The Transforming Care for Dual Eligibles initiative was developed by CHCS to increase the number of dual eligibles who benefit from the improved quality and cost-effectiveness associated with integrating care. Of the approximately 1.5 million dual eligible adults who receive care via Medicare Advantage plans (including Special Needs Plans), only about 120,000 are enrolled in programs that fully integrate the administration, financing and delivery of Medicare and Medicaid services. Instead, the vast majority of the nation’s more than eight million dual eligible adults (over 80 percent) receive care through Medicare fee-for-service and stand-alone Medicare Prescription Drug Plans.
Under Transforming Care for Dual Eligibles, CHCS worked with seven states — Colorado, Maryland, Massachusetts, Michigan, Pennsylvania, Texas, and Vermont — to develop and implement innovative strategies for integrating care. Efforts focused on eliminating the barriers to integrating care via Special Needs Plans (SNPs) and supporting the development of non-SNP alternatives.

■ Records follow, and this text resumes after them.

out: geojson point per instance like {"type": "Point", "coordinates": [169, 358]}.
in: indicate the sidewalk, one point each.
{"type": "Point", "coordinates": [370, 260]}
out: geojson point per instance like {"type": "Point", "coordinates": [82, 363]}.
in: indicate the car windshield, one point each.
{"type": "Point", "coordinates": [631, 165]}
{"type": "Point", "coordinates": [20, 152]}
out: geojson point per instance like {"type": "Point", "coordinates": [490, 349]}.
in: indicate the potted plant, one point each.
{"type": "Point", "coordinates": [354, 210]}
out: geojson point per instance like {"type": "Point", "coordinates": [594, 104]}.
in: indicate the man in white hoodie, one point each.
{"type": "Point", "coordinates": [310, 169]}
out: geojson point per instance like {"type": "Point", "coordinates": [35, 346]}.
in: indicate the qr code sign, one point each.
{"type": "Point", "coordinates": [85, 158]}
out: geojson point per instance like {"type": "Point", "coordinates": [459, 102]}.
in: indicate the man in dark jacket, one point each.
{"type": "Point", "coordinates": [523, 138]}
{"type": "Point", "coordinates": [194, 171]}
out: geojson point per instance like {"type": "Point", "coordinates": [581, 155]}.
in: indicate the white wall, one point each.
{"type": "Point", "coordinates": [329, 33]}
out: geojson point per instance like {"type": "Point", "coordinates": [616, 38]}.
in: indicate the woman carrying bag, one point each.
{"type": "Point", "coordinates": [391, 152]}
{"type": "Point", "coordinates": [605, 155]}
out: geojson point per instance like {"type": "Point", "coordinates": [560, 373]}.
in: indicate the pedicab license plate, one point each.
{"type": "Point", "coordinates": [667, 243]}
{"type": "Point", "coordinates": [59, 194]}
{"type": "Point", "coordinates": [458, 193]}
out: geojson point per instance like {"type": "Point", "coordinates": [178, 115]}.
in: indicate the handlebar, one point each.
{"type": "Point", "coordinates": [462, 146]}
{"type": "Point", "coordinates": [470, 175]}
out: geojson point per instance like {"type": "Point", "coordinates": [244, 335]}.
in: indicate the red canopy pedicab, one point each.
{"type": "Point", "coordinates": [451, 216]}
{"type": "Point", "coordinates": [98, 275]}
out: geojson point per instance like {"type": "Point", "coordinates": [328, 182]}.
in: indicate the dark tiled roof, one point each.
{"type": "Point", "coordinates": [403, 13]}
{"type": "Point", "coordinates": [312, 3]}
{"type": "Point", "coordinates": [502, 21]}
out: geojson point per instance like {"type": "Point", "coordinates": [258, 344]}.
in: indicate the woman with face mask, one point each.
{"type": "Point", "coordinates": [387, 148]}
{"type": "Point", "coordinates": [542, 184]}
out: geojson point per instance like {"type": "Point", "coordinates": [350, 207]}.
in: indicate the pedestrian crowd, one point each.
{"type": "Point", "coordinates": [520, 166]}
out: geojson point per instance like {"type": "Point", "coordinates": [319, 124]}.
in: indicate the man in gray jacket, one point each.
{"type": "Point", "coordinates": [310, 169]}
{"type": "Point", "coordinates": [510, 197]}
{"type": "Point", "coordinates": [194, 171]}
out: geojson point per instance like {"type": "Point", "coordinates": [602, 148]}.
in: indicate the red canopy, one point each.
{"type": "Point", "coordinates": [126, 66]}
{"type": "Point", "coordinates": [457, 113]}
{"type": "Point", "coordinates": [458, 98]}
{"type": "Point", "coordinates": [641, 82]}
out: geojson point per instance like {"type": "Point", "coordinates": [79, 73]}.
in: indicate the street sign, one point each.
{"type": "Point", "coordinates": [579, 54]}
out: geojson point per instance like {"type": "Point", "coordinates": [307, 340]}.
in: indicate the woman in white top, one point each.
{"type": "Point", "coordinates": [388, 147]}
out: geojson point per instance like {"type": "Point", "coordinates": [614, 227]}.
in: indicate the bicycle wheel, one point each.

Through the 18-month initiative, participating states received in-depth technical assistance covering program design, care models, financing mechanisms and contracting strategies CHCS also worked closely with states and the Centers for Medicare and Medicaid Services (CMS) to identify new avenues for Medicare-Medicaid integration.
The Transforming Care initiative continues the work begun by CMS and five states under CHCS’ earlier Integrated Care Program to address operational hurdles to integrating care by contracting with SNPs. The program’s goal is to develop a range of integrated delivery models for dual eligibles that can be implemented by other states across the country. Lessons from participating states were disseminated to Medicaid stakeholders throughout the course of the initiative.